Perhaps sensing the change, he stared up into the sky and watched as the stars that had brought him forth slunk back into the abyss of night. He let out a single, mournful bellow and then turned his back on the kaiju, before walking back of his own accord towards the vault.
“What is he doing?” Asked Kiyo.
I shrugged and turned to the doctor.
“The stars aren’t right,” she said, taking off her glasses and wiping away the sweat from her brow. “It is not His time.”
I raised a brow, but nodded anyway. Whatever the reason, Cthulhu was making his way back through the city. He barely attempted to fend off King when next he struck, and the massive kaiju bit off great clumps of the Olde One’s flesh.
Riptide slammed into his back, tearing into his exposed wings and flesh with tooth and claw. The Dread Lord ignored her and continued his march towards his crypt, picking up speed as he did so, despite her added weight.

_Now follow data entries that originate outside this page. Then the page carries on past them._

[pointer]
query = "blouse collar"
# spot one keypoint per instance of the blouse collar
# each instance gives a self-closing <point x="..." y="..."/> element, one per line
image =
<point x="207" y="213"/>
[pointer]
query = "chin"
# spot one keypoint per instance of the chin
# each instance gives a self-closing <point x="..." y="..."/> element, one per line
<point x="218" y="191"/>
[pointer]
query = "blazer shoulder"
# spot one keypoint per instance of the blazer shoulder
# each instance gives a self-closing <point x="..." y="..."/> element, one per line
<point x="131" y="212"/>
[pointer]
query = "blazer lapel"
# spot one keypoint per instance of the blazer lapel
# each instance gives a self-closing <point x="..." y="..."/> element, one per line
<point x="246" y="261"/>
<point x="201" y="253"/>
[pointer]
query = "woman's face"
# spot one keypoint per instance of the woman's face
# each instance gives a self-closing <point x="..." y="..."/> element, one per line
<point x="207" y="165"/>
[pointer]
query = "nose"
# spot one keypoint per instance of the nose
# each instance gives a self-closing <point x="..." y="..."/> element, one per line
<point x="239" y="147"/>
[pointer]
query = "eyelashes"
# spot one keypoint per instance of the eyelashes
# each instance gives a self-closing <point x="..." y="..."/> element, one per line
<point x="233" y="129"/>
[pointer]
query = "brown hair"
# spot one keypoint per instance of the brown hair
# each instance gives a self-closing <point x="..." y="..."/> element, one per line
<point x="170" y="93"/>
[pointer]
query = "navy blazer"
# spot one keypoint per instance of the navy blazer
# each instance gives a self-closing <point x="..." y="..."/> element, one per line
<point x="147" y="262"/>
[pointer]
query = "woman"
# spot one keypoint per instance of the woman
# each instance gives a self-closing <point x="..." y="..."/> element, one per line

When the vault finally appeared, Cthulhu’s flesh was torn through in a dozen places, and great gashes had formed all along his head and sides. King and Riptide backed off, content to watch as the Dread Lord limped across the flagstones towards the gaping black hole. His body’s regeneration had slowed, and the wounds that covered him festered and bled across the tiles beneath him.
When he reached the vault, the Dread Lord placed a hand on the slimy stone door and stared up at us. I felt the whispering voices, the soft hysteria of madness as it brushed against my mind. I heard the gibbered chants of beings I hoped never to encounter, and saw the Dread Citadel reflected in his eyes, a place of eldritch light and sickening despair. And then it was gone.
The Olde One squeezed his girth between the stone doors and pushed himself into the great chasm that lay at the centre of R’lyeh. The last thing I saw of him was the flick of his great tail, just before the doors to the vault closed shut behind him, sealing him in his tomb even as the sea began to reclaim the lost city once more.
Perhaps King and Riptide wore down that thing from the vault, beating it into submission until finally it was forced to concede defeat and return to the black hole from whence it came. Maybe, there in that dark crypt, the creature died from its wounds. That’s what I like to think anyway—that our kaijus beat down on a cosmic being beyond our comprehension and punished it for its hubris. But maybe Claire’s theory is correct and the stars weren’t right. Perhaps, one day, the Dread Lord Cthulhu will rise again and bring forth an age of madness and unspeakable horror. Maybe, when the stars are right, He will come back to conquer our world, His emergence heralding a reign of darkness that will last for all eternity and scar the minds of all those who live to see it come to pass.
I plan on being long dead before that ever happens.